Miracle of Survival
Miracle of Survival
The arborist explained our gorgeous clump of giant bamboo had to be cut down to protect the power lines and our home. It had grown from a tiny clump laboriously cut out from a friend’s garden (with a chainsaw and giant axe) to five times its height and was ever-expanding in girth. It was with considerable sadness that I watched the 40-50 feet tall stalks cut down one by one. The adjacent Japanese tulip tree had long been there before the bamboo clump took over. One of my mother’s favorites, I had uprooted it from my parents’ garden, so it was precious to me. Since I wanted to preserve that tree, it would be impossible to use a stump grinder to dig out the bamboo stumps that grew out of the dense roots running at least 2 feet deep below the surface. No shovel would cut through that density. This would mean constantly cutting back new bamboo shoots growing from the stumps.

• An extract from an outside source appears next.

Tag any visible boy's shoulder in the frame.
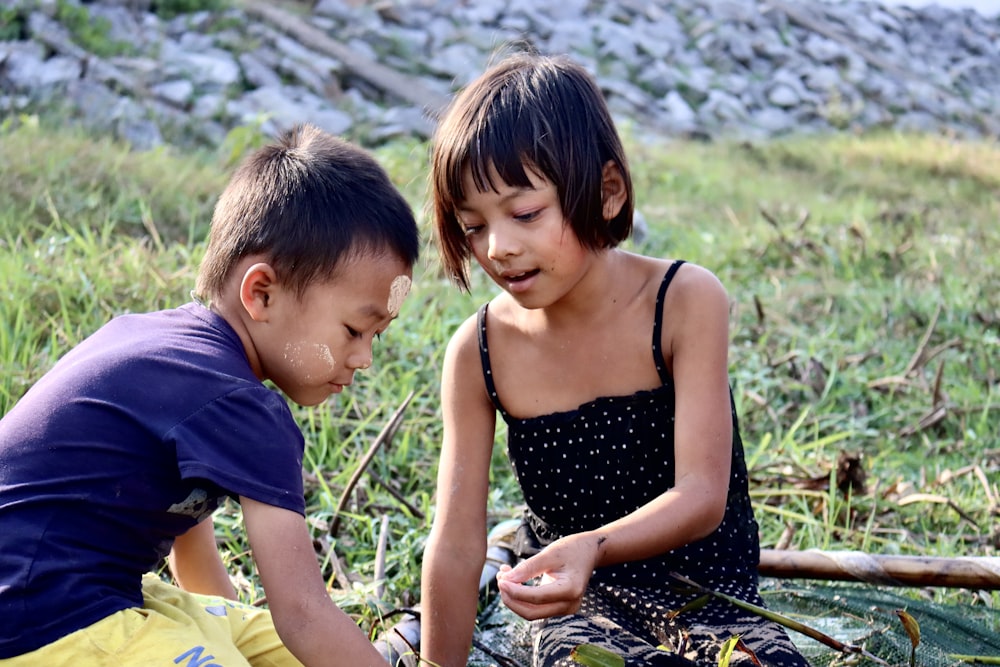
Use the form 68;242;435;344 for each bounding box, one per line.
48;302;252;390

Throwing papaya seeds on the bamboo stump bed was a complete experiment. Would any papaya be able to grow in such a densely packed and living root system?

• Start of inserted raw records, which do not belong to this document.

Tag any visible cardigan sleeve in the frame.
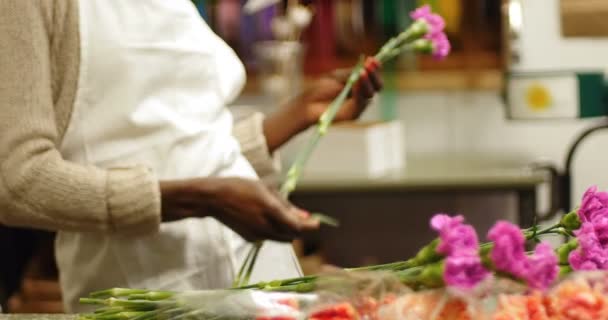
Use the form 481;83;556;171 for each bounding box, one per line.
232;109;282;185
0;1;161;235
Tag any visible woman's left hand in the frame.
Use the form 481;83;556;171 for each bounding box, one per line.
263;57;382;153
297;57;382;125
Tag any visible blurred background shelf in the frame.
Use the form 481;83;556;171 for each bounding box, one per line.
201;0;505;97
244;69;503;93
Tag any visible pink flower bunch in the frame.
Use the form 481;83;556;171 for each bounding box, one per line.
431;214;490;290
569;186;608;271
488;221;559;291
410;5;451;60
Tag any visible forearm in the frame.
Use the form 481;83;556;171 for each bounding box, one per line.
159;178;215;222
262;100;311;153
159;177;238;222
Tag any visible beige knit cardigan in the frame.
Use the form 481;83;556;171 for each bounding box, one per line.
0;1;279;235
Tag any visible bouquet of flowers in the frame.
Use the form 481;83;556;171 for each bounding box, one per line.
80;185;608;320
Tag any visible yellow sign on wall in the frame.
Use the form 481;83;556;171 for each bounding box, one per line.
525;84;553;112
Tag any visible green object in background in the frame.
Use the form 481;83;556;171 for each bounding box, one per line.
375;0;417;122
380;61;398;121
417;0;439;12
505;70;608;120
578;73;606;118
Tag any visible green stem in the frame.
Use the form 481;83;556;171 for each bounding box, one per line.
279;58;365;197
264;282;315;293
243;242;262;285
524;224;562;240
345;259;413;272
90;288;150;299
127;291;174;301
232;243;256;287
234;60;366;287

To our astonishment, a tiny papaya tree began to emerge in the late spring. Meanwhile, we continued to trim off all emerging bamboo shoots.
That first emerging papaya tree grew next to a brick and some tightly packed bamboo stumps. I felt tempted to move it. How could it survive in such a pinched area? But the baby tree continued to grow. It grew around the brick and the stumps with a ledge in its trunk. One miraculous day, it even produced blooms. Several weeks later, the first bloom turned into a tiny fruit.

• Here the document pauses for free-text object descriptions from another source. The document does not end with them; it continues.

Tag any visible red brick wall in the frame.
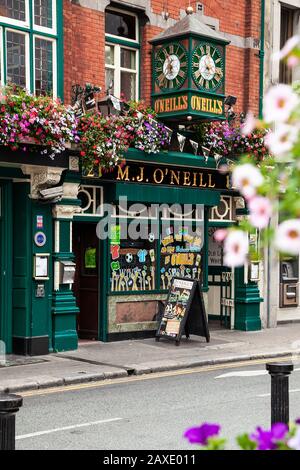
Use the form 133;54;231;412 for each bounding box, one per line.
63;0;262;116
63;1;105;105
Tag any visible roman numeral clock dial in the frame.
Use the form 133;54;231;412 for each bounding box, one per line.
192;43;224;92
155;43;188;91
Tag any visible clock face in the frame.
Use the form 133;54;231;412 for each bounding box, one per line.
192;43;224;92
155;43;188;91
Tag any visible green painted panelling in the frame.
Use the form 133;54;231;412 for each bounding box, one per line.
12;290;29;309
12;183;31;339
52;290;79;352
126;148;217;169
107;182;220;206
13;257;28;276
0;181;13;352
31;202;53;341
234;267;262;331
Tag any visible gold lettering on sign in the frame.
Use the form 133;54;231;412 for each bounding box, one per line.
226;175;231;189
153;168;164;184
199;173;207;188
86;168;95;178
117;165;130;181
136;167;144;182
192;172;198;187
191;96;224;115
183;171;191;186
154;95;189;114
208;174;216;188
170;170;180;185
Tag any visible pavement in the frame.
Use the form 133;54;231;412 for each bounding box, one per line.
1;323;300;394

Today, five months later, at the end of October, that first papaya tree is now taller than the adjacent Japanese tulip tree with large, green papaya covering its trunk. Other papaya trees have grown up around it, much thinner, younger, and a few have some small fruit, too.
The bamboo stalks have long since stopped coming up. The papaya trees took care of that for us.
What is nature teaching? That there are natural, creative solutions to what seem like insurmountable issues. Here, yet again, there is a magnificent miracle of not only survival but also of thriving against all odds.